Danger: process.nextTick starvation

function recursiveNextTick() {
  process.nextTick(recursiveNextTick)
}
recursiveNextTick()
// DANGER: I/O callbacks will NEVER be processed
// because nextTick queue drains BEFORE every phase

If you call process.nextTick recursively, the event loop gets “stuck” — it never advances to the next phase, I/O starves. This is why Node.js docs recommend using setImmediate() over process.nextTick() in most cases.

3. APIs and Global Objects — Where the Worlds Diverge

The engine provides ECMAScript built-ins: Array, Promise, Map, Set, JSON, Math… All identical across every runtime. But everything else comes from the runtime.

If the engine is the language, then APIs are the tools in each sibling’s workshop. The browser sibling has paintbrushes and windows (DOM, Canvas, fetch). The Node.js sibling has hammers and drills (fs, net, child_process).

3.1 Browser Globals

• window (or self, globalThis): The global object containing everything
• document + DOM API: The bridge to the UI — querySelector, createElement, addEventListener
• navigator: Browser info, geolocation, clipboard, permissions
• fetch: HTTP client
• Web Storage: localStorage, sessionStorage, IndexedDB
• Graphics: Canvas 2D, WebGL, WebGPU
• Real-time: WebRTC, WebSocket
• Offline: Service Workers, Cache API
• performance: Precise timing measurements

3.2 Node.js Globals

• global / globalThis: The global object
• process: Process info — argv (command-line arguments), env (environment variables), exit(), stdin/stdout/stderr, memoryUsage(), cpuUsage()
• Buffer: Binary data handling. Before TypedArray was standardized, Buffer was Node.js’s only way to work with binary data
• __dirname, __filename: Current file path (CommonJS only)
• Core modules: fs (file system), path (paths), os (operating system), net (TCP sockets), http/https (HTTP server/client), crypto (encryption), stream (streaming data), child_process (spawn child processes), cluster (multi-process), worker_threads (multi-thread), zlib (compression)

3.3 The Convergence

The two worlds are gradually converging. Many APIs that were browser-only now exist in Node.js:

WinterCG (Web-interoperable Runtimes Community Group) is the effort to standardize a minimal shared API set across all runtimes: Node.js, Deno, Bun, Cloudflare Workers. The goal: write once, run everywhere — at least for the parts unrelated to DOM or file system.

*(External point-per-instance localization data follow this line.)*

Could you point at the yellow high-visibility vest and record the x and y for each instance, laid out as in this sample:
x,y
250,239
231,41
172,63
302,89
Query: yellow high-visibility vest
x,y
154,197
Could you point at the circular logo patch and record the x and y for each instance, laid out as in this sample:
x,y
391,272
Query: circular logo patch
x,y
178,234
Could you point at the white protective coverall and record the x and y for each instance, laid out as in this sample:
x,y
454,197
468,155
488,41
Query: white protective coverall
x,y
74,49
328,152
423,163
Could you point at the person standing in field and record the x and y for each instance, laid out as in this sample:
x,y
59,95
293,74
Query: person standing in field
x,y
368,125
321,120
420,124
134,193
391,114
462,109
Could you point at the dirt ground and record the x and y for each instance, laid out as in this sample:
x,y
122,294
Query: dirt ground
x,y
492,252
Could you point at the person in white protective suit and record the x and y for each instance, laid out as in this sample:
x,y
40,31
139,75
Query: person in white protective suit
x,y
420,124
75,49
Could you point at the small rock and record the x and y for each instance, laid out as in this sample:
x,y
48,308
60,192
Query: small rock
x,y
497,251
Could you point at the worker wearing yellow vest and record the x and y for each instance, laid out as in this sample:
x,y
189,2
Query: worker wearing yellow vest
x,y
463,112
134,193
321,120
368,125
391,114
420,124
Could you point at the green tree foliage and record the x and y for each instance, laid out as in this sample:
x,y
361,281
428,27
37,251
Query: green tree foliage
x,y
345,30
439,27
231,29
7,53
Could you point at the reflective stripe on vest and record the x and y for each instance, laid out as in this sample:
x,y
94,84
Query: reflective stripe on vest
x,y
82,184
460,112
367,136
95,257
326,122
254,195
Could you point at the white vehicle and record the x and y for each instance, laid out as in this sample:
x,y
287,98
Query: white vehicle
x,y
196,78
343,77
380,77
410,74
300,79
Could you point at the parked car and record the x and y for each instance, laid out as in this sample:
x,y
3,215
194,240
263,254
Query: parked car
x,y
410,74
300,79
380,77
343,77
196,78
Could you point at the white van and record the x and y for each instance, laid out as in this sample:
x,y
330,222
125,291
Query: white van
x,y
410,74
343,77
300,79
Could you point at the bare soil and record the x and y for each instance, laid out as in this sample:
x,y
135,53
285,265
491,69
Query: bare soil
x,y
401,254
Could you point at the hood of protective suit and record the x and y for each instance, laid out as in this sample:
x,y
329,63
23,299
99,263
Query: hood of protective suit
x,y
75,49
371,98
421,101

// This code runs on BOTH browser AND Node.js 18+
const response = await fetch('https://api.example.com/data')
const data = await response.json()
 
// Browser only — Node.js has no DOM
document.getElementById('app').textContent = JSON.stringify(data)
 
// Node.js only — browsers have no file system
import { writeFile } from 'node:fs/promises'
await writeFile('data.json', JSON.stringify(data))

Summary

The two “siblings” have grown up, each becoming an expert in their domain. The browser handles UI, animation, and user interaction. Node.js handles servers, CLI tools, build tools, and real-time backends.

The intersection grows larger every day: SSR/SSG (Next.js, Nuxt) runs the same code on both server and browser. Edge runtimes (Cloudflare Workers, Vercel Edge) are a third environment — not fully browser, not fully Node.js, but a subset of both.

Understanding what’s engine (shared), what’s runtime (different), and why they differ — that’s the foundation for writing Javascript correctly for each environment, instead of debugging “same code, different results” bugs without understanding the cause.